Changmin tidak menjawab pertanyaan appa-nya. Ia fokus meracik bahan-bahan untuk ramuannya.

Tik tok tik tok. Jam dinding klasik itu berdetik. Yunho mulai merasa bosan setelah diabaikan oleh anak semata wayangnya itu sekian lama. Ia menguap beberapa kali. Kepalanya ia tumpu dengan sebelah tangan di atas meja.

"Kau belum selesai juga?"

"Kenapa pula Appa menungguku?"

"Aish, anak ini. Ya sudah aku mau tidur saja!"

Yunho ngambek dan pergi meninggalkan ruangan itu. Changmin tidak terlalu peduli, paling-paling beruang gendut itu akan mendaratkan bokongnya di sofa lalu pura-pura membaca buku sampai ketiduran.

"Dengan ini… selesai sudah… semoga ramuan ini tidak gagal!"

PUFFF!

Letupan kecil dalam botol itu menandakan perubahan warna dari ramuan yang Changmin buat. Di buku tertulis, jika ramuan itu berubah menjadi warna hijau lumut, berarti racikannya benar. Itu tandanya ia berhasil! Akhirnya! Esok ia tidak akan jadi bulan-bulanan gurunya karena tidak mengerjakan tugas!

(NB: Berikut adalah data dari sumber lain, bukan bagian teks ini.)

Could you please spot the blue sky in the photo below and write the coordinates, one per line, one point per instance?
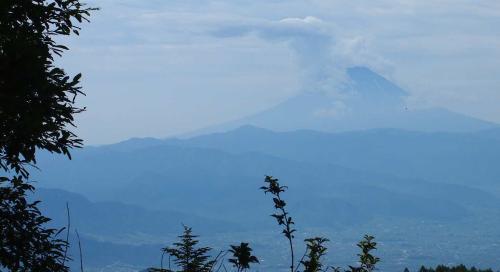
(165, 67)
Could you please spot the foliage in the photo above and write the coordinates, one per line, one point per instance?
(36, 97)
(189, 258)
(282, 217)
(242, 257)
(25, 245)
(36, 110)
(315, 250)
(366, 259)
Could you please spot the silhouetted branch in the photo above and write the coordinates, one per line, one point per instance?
(80, 250)
(67, 233)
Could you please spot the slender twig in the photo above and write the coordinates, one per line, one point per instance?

Yes!

"OH YAAAY! Appa bear genduut~ , Appa bear gendut~!"

Anak berusia empatbelas tahun itu bersenandung sambil berjingkrak kesenangan. Setelah membereskan meja, ia taruh ramuan buatannya di rak khusus. Ada bagian kosong di ujung tingkat ke dua rak untuk tempatnya menaruh ramuan itu.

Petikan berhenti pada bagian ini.